3: Parasyte: The Maxim
Madhouse would've had to try pretty hard to screw up an adaptation of one of the very best manga of the 1990s. Their modernized interpretation of Hitoshi Iwaaki's body horror classic, a tale of a boy and his super-intelligent, self-interested alien right hand, hits all the right notes - it's alternately hilarious, sickeningly gory, tense and action-packed, and even weirdly touching at times. The soundtrack is a bit of a dud, but it can't bring down the story's unsettling tone or crazy violence. My favorite part of Parasyte? Aya Hirano's triumphant comeback as Migi, the smart and gregarious parasitic right hand. Her star turn as a monstrous talking appendage might not net her the kind of roles she got at her mid-2000s peak, but it's damn good to hear her voice again.

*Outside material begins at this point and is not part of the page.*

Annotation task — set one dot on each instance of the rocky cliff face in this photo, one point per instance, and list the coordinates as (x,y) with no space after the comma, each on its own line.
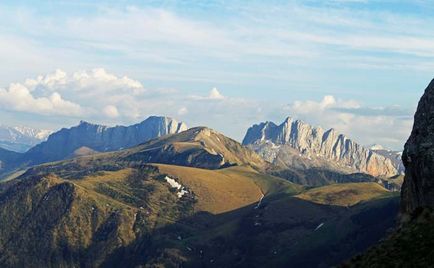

2: Ping Pong: The Animation
In the original manga, Taiyo Matsumoto took the usual tropes of sports comics - an uphill struggle against adversity, a vain and trash-talking villain, a noble and seemingly invincible rival, and heroes with huge talent and even huger character flaws - and subtly shifted them to create a memorable series that got a live-action film adaptation a decade ago. This new interpretation fell to celebrated auteur director Masaaki Yuasa, and the resulting show is colorful, charming, and completely disarming. Yuasa's loose directorial style and the contributions by usual cohorts like Kunio Tsujita, Nobutake Ito, and Eunyoung Choi makes for a viewing experience that's both fresh and incredibly complementary to Matsumoto's manga. The ping-pong table action is frenetic and fun to watch, but this show's true genius is how it presents the heroes and villains of the story so obviously at first, but then gradually shifts perspective. In the end, like so many great stories, Ping Pong's hero isn't who you thought he was.

1: Space Dandy
In a very good year for the medium, Space Dandy is still kind of an unbelievably easy choice for #1. Chief director Shinichiro Watanabe promised a worthy follow-up to Cowboy Bebop's indefatiguable world-conquering mojo when he announced this series, and he and an all-star team of artists, animators, and screenwriters delivered. The result is an electrified, candy-colored animator's playground, a showcase for established favorites like writer Keiko Nobumoto, celebrated veterans like storyboarder Toshio Hirata, new favorites like mecha designer Thomas Romain, and emerging talents like screenwriter Kimiko Ueno. The adventures of the “dandiest guy in space” and his crew of hapless miscreants is jam-packed with gags, parodies, and references to classics, but it's also got some surprisingly new and daring stories. At the show's heart, it's a whimsical and wonderful science fiction tale. I don't think it's as good as Bebop, but we need shows like this every year. The next step? Rallying support for a Space Dandy movie, baby!